個人的には私もそうしたスタンスのほうに共感を覚えるのですが、それを経済政策の前面に打ち出すと、マーケットを敵に回すことになります。もっと直接的に言えば、株価が急落することになりかねません。実際、前述したように、分配重視の政策の財源として金融所得課税の強化を打ち出した途端、東京市場の株価は急落しました(NYでの株下落の影響もあったとは思いますが)。慌てた岸田首相は金融所得課税をひとまず棚上げするという腰砕けぶりを晒してしまったのです。
そこへいくと、同じように政府による統制を強化中の中国は腰が据わっています。

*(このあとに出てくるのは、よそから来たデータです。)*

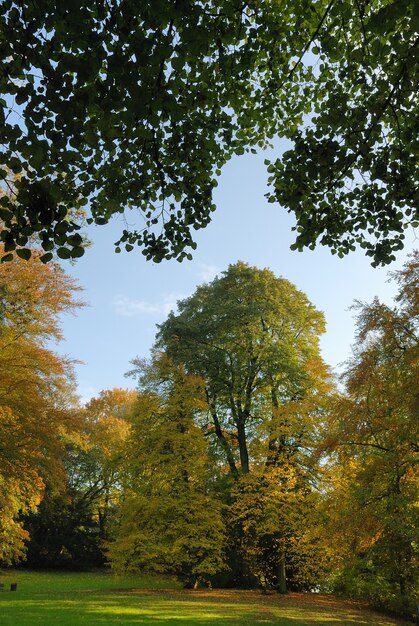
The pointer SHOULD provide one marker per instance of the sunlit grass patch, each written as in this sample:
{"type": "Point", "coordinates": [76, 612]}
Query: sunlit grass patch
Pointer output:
{"type": "Point", "coordinates": [65, 599]}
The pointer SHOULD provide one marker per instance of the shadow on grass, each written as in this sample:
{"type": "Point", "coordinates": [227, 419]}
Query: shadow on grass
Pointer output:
{"type": "Point", "coordinates": [180, 609]}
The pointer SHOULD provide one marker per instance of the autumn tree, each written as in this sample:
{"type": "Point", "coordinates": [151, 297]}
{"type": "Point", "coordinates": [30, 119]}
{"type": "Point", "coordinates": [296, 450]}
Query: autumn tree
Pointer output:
{"type": "Point", "coordinates": [37, 398]}
{"type": "Point", "coordinates": [173, 90]}
{"type": "Point", "coordinates": [72, 523]}
{"type": "Point", "coordinates": [373, 507]}
{"type": "Point", "coordinates": [253, 338]}
{"type": "Point", "coordinates": [170, 519]}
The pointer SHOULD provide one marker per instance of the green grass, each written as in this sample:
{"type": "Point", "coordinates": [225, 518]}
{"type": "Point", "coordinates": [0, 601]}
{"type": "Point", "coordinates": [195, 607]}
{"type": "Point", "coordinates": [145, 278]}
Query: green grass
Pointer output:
{"type": "Point", "coordinates": [70, 599]}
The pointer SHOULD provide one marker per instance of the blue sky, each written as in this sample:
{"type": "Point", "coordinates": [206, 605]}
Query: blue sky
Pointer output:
{"type": "Point", "coordinates": [128, 296]}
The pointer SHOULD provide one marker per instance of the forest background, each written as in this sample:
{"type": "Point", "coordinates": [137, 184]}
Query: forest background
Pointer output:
{"type": "Point", "coordinates": [238, 460]}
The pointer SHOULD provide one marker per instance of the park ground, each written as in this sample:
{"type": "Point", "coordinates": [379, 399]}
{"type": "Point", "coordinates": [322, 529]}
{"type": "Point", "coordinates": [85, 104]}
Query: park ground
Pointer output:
{"type": "Point", "coordinates": [99, 599]}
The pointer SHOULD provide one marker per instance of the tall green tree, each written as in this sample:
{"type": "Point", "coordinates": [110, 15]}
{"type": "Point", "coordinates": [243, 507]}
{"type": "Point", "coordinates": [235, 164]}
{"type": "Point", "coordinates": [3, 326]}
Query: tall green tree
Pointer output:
{"type": "Point", "coordinates": [254, 340]}
{"type": "Point", "coordinates": [173, 90]}
{"type": "Point", "coordinates": [170, 518]}
{"type": "Point", "coordinates": [373, 506]}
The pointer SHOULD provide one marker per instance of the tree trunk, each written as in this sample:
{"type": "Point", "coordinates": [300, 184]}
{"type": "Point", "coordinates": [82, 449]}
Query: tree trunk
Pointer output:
{"type": "Point", "coordinates": [244, 454]}
{"type": "Point", "coordinates": [282, 581]}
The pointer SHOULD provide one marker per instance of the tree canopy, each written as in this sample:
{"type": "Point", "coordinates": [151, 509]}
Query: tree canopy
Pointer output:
{"type": "Point", "coordinates": [171, 91]}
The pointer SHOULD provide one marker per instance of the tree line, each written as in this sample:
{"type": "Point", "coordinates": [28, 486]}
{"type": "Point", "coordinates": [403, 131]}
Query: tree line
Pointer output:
{"type": "Point", "coordinates": [238, 461]}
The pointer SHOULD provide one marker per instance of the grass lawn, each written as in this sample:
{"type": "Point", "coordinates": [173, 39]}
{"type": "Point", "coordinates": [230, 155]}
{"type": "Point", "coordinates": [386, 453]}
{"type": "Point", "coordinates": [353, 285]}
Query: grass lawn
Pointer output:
{"type": "Point", "coordinates": [70, 599]}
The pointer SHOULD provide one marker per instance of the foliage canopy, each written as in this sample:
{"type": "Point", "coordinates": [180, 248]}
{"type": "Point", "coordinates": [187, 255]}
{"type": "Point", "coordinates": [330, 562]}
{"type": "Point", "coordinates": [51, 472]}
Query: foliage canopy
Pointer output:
{"type": "Point", "coordinates": [171, 91]}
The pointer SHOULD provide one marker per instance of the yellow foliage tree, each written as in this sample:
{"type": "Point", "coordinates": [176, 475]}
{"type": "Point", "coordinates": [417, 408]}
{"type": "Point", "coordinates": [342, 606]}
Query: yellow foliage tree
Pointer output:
{"type": "Point", "coordinates": [37, 401]}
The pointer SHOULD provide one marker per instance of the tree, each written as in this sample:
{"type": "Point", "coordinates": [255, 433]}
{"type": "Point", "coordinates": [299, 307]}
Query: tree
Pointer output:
{"type": "Point", "coordinates": [72, 522]}
{"type": "Point", "coordinates": [170, 519]}
{"type": "Point", "coordinates": [37, 398]}
{"type": "Point", "coordinates": [172, 91]}
{"type": "Point", "coordinates": [374, 435]}
{"type": "Point", "coordinates": [254, 340]}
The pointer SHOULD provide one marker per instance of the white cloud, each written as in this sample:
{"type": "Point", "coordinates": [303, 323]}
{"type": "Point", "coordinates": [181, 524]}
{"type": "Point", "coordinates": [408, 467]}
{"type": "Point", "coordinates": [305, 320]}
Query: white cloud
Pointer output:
{"type": "Point", "coordinates": [128, 307]}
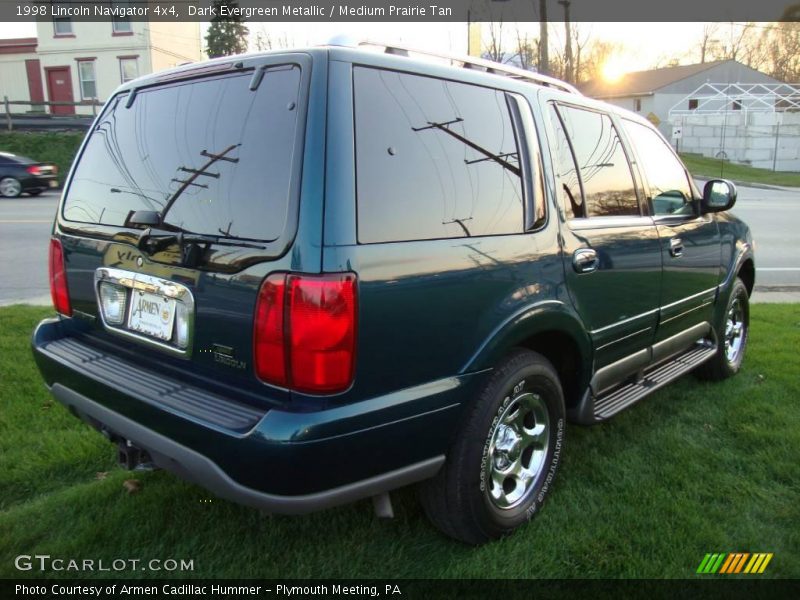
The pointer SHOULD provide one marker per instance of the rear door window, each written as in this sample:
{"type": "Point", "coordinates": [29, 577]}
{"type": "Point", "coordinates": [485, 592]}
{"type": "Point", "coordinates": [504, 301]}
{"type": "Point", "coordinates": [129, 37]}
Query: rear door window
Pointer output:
{"type": "Point", "coordinates": [605, 174]}
{"type": "Point", "coordinates": [669, 185]}
{"type": "Point", "coordinates": [218, 153]}
{"type": "Point", "coordinates": [434, 159]}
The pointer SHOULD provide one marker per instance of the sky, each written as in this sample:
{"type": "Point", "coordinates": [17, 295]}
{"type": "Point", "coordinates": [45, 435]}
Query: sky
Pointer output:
{"type": "Point", "coordinates": [640, 53]}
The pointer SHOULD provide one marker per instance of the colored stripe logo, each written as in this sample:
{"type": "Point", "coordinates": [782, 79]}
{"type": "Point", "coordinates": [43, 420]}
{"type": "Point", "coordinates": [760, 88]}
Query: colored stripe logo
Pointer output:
{"type": "Point", "coordinates": [735, 562]}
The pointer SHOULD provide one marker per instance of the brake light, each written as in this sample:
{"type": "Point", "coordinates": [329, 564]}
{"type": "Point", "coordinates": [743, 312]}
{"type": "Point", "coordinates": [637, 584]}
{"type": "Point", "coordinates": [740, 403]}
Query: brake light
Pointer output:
{"type": "Point", "coordinates": [269, 344]}
{"type": "Point", "coordinates": [58, 279]}
{"type": "Point", "coordinates": [305, 332]}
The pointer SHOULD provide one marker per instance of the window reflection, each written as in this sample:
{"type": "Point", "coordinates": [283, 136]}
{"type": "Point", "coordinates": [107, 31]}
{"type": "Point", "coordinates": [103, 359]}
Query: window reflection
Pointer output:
{"type": "Point", "coordinates": [666, 177]}
{"type": "Point", "coordinates": [608, 188]}
{"type": "Point", "coordinates": [434, 159]}
{"type": "Point", "coordinates": [214, 153]}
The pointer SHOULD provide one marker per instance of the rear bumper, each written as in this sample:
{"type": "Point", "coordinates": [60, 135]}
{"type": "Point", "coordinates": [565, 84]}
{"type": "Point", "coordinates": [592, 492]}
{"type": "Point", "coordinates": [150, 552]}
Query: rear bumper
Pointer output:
{"type": "Point", "coordinates": [277, 460]}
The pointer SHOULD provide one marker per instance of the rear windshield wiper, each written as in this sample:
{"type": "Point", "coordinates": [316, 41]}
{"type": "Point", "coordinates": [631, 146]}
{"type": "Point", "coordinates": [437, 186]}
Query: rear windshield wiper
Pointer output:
{"type": "Point", "coordinates": [152, 241]}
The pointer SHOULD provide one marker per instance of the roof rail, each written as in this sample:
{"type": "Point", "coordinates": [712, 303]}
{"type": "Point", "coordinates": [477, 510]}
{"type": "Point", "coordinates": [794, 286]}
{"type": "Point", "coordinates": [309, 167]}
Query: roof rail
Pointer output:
{"type": "Point", "coordinates": [466, 62]}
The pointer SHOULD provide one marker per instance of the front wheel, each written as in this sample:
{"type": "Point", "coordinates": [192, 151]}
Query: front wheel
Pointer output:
{"type": "Point", "coordinates": [10, 187]}
{"type": "Point", "coordinates": [502, 464]}
{"type": "Point", "coordinates": [733, 331]}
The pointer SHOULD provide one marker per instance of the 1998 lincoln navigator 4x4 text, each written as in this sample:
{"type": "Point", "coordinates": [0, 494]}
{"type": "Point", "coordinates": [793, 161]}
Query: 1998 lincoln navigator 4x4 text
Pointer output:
{"type": "Point", "coordinates": [303, 278]}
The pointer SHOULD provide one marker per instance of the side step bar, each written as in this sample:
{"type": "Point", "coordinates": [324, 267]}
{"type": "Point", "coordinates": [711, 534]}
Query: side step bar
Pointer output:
{"type": "Point", "coordinates": [594, 409]}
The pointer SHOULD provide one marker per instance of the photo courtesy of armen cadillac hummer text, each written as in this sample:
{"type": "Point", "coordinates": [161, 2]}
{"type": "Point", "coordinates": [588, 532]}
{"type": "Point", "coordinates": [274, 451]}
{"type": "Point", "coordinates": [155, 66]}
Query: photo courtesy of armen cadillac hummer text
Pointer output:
{"type": "Point", "coordinates": [302, 278]}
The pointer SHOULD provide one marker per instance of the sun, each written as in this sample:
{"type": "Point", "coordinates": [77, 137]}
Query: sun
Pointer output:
{"type": "Point", "coordinates": [614, 69]}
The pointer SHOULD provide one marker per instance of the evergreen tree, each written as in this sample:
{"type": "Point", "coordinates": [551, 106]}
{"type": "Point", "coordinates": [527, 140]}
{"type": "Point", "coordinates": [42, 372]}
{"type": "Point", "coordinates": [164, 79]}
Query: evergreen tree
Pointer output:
{"type": "Point", "coordinates": [226, 35]}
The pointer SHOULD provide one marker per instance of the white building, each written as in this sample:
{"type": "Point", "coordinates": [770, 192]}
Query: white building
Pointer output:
{"type": "Point", "coordinates": [654, 93]}
{"type": "Point", "coordinates": [74, 61]}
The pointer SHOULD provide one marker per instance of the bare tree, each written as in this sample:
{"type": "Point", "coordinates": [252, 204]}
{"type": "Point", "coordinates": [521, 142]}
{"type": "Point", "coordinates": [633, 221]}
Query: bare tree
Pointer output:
{"type": "Point", "coordinates": [544, 43]}
{"type": "Point", "coordinates": [264, 40]}
{"type": "Point", "coordinates": [708, 40]}
{"type": "Point", "coordinates": [494, 49]}
{"type": "Point", "coordinates": [526, 50]}
{"type": "Point", "coordinates": [596, 56]}
{"type": "Point", "coordinates": [781, 44]}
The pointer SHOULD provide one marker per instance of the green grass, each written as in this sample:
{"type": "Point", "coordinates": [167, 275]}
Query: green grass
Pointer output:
{"type": "Point", "coordinates": [695, 468]}
{"type": "Point", "coordinates": [702, 166]}
{"type": "Point", "coordinates": [59, 148]}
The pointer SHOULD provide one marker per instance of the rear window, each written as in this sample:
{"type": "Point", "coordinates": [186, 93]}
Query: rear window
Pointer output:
{"type": "Point", "coordinates": [218, 153]}
{"type": "Point", "coordinates": [434, 159]}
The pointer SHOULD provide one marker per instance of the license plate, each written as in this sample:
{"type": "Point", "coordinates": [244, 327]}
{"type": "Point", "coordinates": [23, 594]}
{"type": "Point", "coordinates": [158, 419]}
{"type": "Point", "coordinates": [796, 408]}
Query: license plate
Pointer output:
{"type": "Point", "coordinates": [152, 315]}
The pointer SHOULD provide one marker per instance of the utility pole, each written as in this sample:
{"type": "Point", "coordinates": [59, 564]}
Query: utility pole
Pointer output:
{"type": "Point", "coordinates": [569, 74]}
{"type": "Point", "coordinates": [544, 56]}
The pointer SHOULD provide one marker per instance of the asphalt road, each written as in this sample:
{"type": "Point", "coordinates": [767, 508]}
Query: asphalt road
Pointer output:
{"type": "Point", "coordinates": [773, 216]}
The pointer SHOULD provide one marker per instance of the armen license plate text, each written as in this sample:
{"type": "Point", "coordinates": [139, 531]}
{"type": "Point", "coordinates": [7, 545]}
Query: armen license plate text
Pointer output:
{"type": "Point", "coordinates": [152, 314]}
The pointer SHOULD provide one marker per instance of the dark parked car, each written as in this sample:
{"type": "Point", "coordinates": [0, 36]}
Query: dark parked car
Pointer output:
{"type": "Point", "coordinates": [303, 278]}
{"type": "Point", "coordinates": [20, 174]}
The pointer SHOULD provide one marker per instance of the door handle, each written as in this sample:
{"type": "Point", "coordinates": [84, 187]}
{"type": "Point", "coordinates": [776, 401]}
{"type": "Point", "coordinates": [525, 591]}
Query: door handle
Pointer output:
{"type": "Point", "coordinates": [584, 260]}
{"type": "Point", "coordinates": [676, 247]}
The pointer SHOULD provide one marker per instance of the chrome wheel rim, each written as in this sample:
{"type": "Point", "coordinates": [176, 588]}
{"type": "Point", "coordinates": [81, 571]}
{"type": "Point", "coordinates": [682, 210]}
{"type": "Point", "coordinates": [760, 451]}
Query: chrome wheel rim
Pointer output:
{"type": "Point", "coordinates": [734, 331]}
{"type": "Point", "coordinates": [10, 187]}
{"type": "Point", "coordinates": [517, 451]}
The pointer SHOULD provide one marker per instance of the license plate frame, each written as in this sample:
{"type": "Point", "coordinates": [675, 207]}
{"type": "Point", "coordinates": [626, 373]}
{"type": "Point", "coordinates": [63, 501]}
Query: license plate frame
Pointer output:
{"type": "Point", "coordinates": [152, 315]}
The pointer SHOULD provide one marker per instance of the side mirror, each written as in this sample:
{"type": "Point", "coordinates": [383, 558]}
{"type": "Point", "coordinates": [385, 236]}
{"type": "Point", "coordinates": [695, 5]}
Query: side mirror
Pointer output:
{"type": "Point", "coordinates": [718, 195]}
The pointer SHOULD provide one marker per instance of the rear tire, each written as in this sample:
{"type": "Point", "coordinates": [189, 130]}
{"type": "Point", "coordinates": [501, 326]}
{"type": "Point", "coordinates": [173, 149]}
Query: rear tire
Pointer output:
{"type": "Point", "coordinates": [501, 466]}
{"type": "Point", "coordinates": [733, 331]}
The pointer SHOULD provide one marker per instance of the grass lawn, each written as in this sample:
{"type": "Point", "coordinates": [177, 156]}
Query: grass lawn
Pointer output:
{"type": "Point", "coordinates": [695, 468]}
{"type": "Point", "coordinates": [702, 166]}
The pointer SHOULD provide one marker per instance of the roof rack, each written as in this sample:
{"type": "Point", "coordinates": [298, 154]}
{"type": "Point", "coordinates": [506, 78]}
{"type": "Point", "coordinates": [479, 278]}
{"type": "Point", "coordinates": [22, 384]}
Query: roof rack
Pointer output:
{"type": "Point", "coordinates": [465, 62]}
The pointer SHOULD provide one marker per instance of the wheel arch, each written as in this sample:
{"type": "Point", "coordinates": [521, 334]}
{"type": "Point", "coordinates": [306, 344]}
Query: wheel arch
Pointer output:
{"type": "Point", "coordinates": [747, 273]}
{"type": "Point", "coordinates": [550, 329]}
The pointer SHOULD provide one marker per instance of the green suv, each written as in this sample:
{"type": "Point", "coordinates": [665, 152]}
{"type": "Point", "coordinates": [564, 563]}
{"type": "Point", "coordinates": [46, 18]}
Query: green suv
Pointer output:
{"type": "Point", "coordinates": [303, 278]}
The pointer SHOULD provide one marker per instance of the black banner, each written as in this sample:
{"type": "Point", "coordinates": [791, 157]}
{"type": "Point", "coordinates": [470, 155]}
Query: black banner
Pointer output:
{"type": "Point", "coordinates": [403, 10]}
{"type": "Point", "coordinates": [715, 587]}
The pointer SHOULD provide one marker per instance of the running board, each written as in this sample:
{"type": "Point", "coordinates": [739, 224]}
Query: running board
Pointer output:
{"type": "Point", "coordinates": [595, 409]}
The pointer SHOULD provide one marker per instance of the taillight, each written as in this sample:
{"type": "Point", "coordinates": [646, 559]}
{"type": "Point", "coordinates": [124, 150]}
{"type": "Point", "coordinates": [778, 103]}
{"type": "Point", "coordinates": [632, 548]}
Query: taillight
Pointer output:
{"type": "Point", "coordinates": [305, 332]}
{"type": "Point", "coordinates": [58, 279]}
{"type": "Point", "coordinates": [269, 343]}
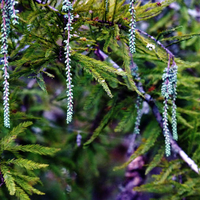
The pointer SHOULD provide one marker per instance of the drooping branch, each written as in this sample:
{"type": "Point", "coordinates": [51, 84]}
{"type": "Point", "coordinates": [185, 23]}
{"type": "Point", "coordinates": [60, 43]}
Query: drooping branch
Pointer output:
{"type": "Point", "coordinates": [152, 103]}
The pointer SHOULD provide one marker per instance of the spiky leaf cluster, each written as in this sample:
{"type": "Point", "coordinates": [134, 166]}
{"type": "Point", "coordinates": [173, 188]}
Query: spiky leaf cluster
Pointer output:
{"type": "Point", "coordinates": [8, 13]}
{"type": "Point", "coordinates": [16, 182]}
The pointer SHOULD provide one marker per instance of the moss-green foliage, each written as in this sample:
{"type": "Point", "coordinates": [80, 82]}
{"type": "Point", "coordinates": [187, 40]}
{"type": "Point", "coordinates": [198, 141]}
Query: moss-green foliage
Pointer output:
{"type": "Point", "coordinates": [104, 100]}
{"type": "Point", "coordinates": [17, 183]}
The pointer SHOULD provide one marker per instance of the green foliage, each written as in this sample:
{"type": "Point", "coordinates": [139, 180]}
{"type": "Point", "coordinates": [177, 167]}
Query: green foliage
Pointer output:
{"type": "Point", "coordinates": [104, 94]}
{"type": "Point", "coordinates": [17, 183]}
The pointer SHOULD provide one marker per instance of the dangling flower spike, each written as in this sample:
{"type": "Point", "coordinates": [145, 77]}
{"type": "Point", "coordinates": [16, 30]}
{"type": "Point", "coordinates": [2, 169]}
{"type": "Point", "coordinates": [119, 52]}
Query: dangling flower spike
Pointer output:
{"type": "Point", "coordinates": [132, 29]}
{"type": "Point", "coordinates": [8, 13]}
{"type": "Point", "coordinates": [67, 7]}
{"type": "Point", "coordinates": [168, 91]}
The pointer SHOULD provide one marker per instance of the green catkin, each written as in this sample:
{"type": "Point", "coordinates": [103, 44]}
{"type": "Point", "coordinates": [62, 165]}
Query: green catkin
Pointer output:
{"type": "Point", "coordinates": [132, 29]}
{"type": "Point", "coordinates": [168, 91]}
{"type": "Point", "coordinates": [8, 13]}
{"type": "Point", "coordinates": [67, 7]}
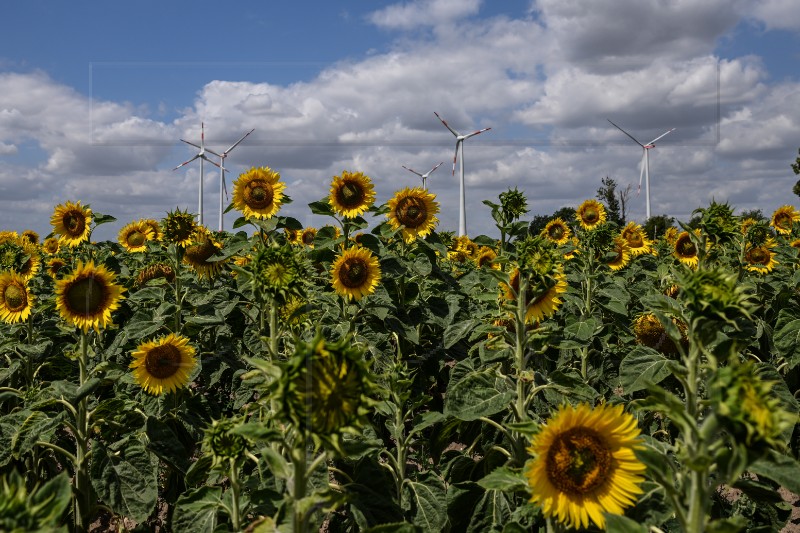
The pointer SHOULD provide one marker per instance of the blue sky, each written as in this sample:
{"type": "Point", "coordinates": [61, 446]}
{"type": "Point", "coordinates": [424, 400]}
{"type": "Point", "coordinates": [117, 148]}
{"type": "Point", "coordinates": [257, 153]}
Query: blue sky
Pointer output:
{"type": "Point", "coordinates": [96, 95]}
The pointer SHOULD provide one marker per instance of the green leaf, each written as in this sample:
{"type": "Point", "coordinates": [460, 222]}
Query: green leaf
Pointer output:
{"type": "Point", "coordinates": [196, 510]}
{"type": "Point", "coordinates": [504, 479]}
{"type": "Point", "coordinates": [126, 479]}
{"type": "Point", "coordinates": [479, 393]}
{"type": "Point", "coordinates": [641, 367]}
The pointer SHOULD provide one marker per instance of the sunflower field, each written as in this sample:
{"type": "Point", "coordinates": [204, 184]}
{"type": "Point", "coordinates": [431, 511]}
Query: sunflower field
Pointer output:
{"type": "Point", "coordinates": [375, 374]}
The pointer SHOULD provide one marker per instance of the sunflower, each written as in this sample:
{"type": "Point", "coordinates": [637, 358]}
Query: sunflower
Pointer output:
{"type": "Point", "coordinates": [50, 245]}
{"type": "Point", "coordinates": [638, 243]}
{"type": "Point", "coordinates": [760, 259]}
{"type": "Point", "coordinates": [590, 214]}
{"type": "Point", "coordinates": [542, 303]}
{"type": "Point", "coordinates": [414, 211]}
{"type": "Point", "coordinates": [584, 465]}
{"type": "Point", "coordinates": [351, 194]}
{"type": "Point", "coordinates": [685, 250]}
{"type": "Point", "coordinates": [784, 218]}
{"type": "Point", "coordinates": [557, 231]}
{"type": "Point", "coordinates": [258, 193]}
{"type": "Point", "coordinates": [163, 365]}
{"type": "Point", "coordinates": [198, 254]}
{"type": "Point", "coordinates": [72, 222]}
{"type": "Point", "coordinates": [86, 297]}
{"type": "Point", "coordinates": [178, 227]}
{"type": "Point", "coordinates": [134, 236]}
{"type": "Point", "coordinates": [623, 254]}
{"type": "Point", "coordinates": [355, 273]}
{"type": "Point", "coordinates": [15, 298]}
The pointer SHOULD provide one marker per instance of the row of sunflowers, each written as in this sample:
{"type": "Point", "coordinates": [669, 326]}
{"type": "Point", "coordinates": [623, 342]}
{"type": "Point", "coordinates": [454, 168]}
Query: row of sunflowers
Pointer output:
{"type": "Point", "coordinates": [391, 377]}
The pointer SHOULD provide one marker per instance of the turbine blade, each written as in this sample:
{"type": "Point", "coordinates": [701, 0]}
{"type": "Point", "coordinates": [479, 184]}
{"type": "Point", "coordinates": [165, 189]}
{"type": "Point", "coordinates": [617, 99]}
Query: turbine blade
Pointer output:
{"type": "Point", "coordinates": [234, 145]}
{"type": "Point", "coordinates": [446, 125]}
{"type": "Point", "coordinates": [662, 135]}
{"type": "Point", "coordinates": [626, 133]}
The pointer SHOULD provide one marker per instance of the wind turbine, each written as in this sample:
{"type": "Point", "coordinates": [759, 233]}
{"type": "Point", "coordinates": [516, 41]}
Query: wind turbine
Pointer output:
{"type": "Point", "coordinates": [423, 176]}
{"type": "Point", "coordinates": [222, 169]}
{"type": "Point", "coordinates": [201, 155]}
{"type": "Point", "coordinates": [462, 215]}
{"type": "Point", "coordinates": [645, 163]}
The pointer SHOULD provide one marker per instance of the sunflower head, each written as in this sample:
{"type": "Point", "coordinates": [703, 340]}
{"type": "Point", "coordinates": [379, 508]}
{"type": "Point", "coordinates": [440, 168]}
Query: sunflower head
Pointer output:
{"type": "Point", "coordinates": [178, 227]}
{"type": "Point", "coordinates": [72, 222]}
{"type": "Point", "coordinates": [584, 464]}
{"type": "Point", "coordinates": [134, 236]}
{"type": "Point", "coordinates": [355, 273]}
{"type": "Point", "coordinates": [351, 194]}
{"type": "Point", "coordinates": [16, 301]}
{"type": "Point", "coordinates": [414, 211]}
{"type": "Point", "coordinates": [163, 365]}
{"type": "Point", "coordinates": [590, 214]}
{"type": "Point", "coordinates": [324, 385]}
{"type": "Point", "coordinates": [86, 297]}
{"type": "Point", "coordinates": [557, 231]}
{"type": "Point", "coordinates": [258, 193]}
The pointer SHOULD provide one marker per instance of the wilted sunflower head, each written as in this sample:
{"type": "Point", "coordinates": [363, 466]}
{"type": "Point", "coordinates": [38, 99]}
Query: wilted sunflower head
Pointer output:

中国では現在、テクノロジー企業への締め付けを激しくしています。アリババ傘下の金融子会社が予定していた上場を直前になって中止させたり、テンセントに対して個人情報の保護強化を理由に新型アプリの投入を凍結させたりしています。もちろん中国の株式市場もこれらの政策に反応して下落したりしていますが、それで習近平政権の意志が揺らぐことはありません。企業の経済活動を犠牲にしてでも、極端に解釈すれば香港を壊滅させようとも、共産党支配を徹底させるんだという意志を貫いています。そういう強さは、残念ながら岸田政権にはうかがえません。